Une banale histoire de divorce qui se complique, voilà le squelette, a priori peu affriolant, de l'intrigue de Jodaeiye Nader az Simin [Une séparation], film iranien d'Asghar Farhadi, déjà habitué aux récompenses et autres prix internationaux, et qui refrappe un grand coup avec cette dernière réalisation: Ours d'Or, meilleure actrice et meilleur acteur à Berlin 2011. Pas de clinquant dans cette séparation: le propos n'est pas spectaculaire, pas même politique - ouvertement - et encore moins porté par des effets de manches. Juste une analyse précise et délicate de l'évolution des rapports humains de deux couples et de leurs entourages aspirés dans une spirale destructrice. Placés par le sort face à la société et à leurs consciences, les émotions transmises sont intenses, le jeu cruel, et personne n'en sortira gagnant - si ce n'est le spectateur.

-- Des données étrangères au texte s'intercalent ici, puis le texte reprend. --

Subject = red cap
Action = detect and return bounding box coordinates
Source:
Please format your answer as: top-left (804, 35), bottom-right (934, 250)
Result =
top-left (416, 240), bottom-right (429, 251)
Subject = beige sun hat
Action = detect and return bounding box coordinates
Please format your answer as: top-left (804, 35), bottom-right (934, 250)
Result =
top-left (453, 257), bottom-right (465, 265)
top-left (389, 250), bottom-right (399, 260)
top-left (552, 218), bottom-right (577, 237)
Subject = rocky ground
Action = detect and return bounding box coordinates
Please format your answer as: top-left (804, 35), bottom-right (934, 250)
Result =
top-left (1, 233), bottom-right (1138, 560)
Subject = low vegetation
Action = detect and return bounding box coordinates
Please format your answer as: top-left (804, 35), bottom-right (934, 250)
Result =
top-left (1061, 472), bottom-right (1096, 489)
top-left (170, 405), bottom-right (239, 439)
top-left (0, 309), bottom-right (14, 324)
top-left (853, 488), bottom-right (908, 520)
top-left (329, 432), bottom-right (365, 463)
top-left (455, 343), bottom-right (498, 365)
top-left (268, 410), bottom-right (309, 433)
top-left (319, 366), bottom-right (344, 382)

Simin (Leila Hatami) veut partir pour l'étranger, mais son mari Nader (Peyman Moadi) ne peut abandonner son père (Ali-Ashgar Shahbazi) en pleine descente alzheimerienne. Ils ont donc choisi le divorce, solution déchirante pour eux comme pour leur fille de 11 ans, Termeh (Sarina Farhadi)
Nader embauche donc une aide-soignante, Razieh (Sareh Bayat) pour s'occuper de son père quand il travaille.
Un jour, en rentrant chez lui, il découvre que celle-ci s'est absentée dans la journée en abandonnant son père. Une altercation s'ensuit avec Razieh qui est congédiée. Hélas, celle-ci était enceinte, et poussée dans l'escalier - ou pas -, perd son enfant.
Nader, inculpé de meurtre, tente de se défendre avec l'appui de Simin et de Termeh...
L'histoire part donc sur l'un de ces imbroglios de la vie quotidienne, un dérapage de la vie qui tient autant à la fatalité qu'à la nature des interactions humaines.
La première scène pose le ton du film: face à un juge invisible, dans une pièce presque nue, les deux parents s'affrontent dans une tentative de conciliation en exposant leurs raisonnements, chacun dans ses convictions, sa vérité, mais tous deux irrémédiablement incompatibles. Pas de méchant, pas de gentil, aucune mauvaise foi apparente dans cette discussion, le spectateur est balloté entre les états d'âme, les désirs et les problèmes que vivent tour à tour les personnages.
La machine judiciaire intervient là-dessus, mue par sa propre logique, aveugle aux désirs des uns et des autres.
Certains essaient bien de maneuvrer la bête pour leur profit, mais ces tentatives pathétiques, leurs petits mensonges et arrangements se soldent par une accumulation de difficultés toujours plus insolubles où l'individu s'enlise jusqu'à finir étouffé.
L'anti-manichéisme du réalisateur, l'intelligence de jeu des acteurs, les rebondissements permanents de l'intrigue aggrippent le spectateur et lui injectent de manière réaliste et convaincante les émotions et les tourments de tous, universels car poussés par des ressorts si simples. Impossible de ne pas s'identifier tour à tour à chacun des personnages, jusqu'à l'éclatant et déchirant naufrage des illusions de la jeune Termeh, une scène qui, à elle seule, vaut le ticket pour la séance.
La tragédie est pure, limpide, maîtrisée. Le plaisir suit.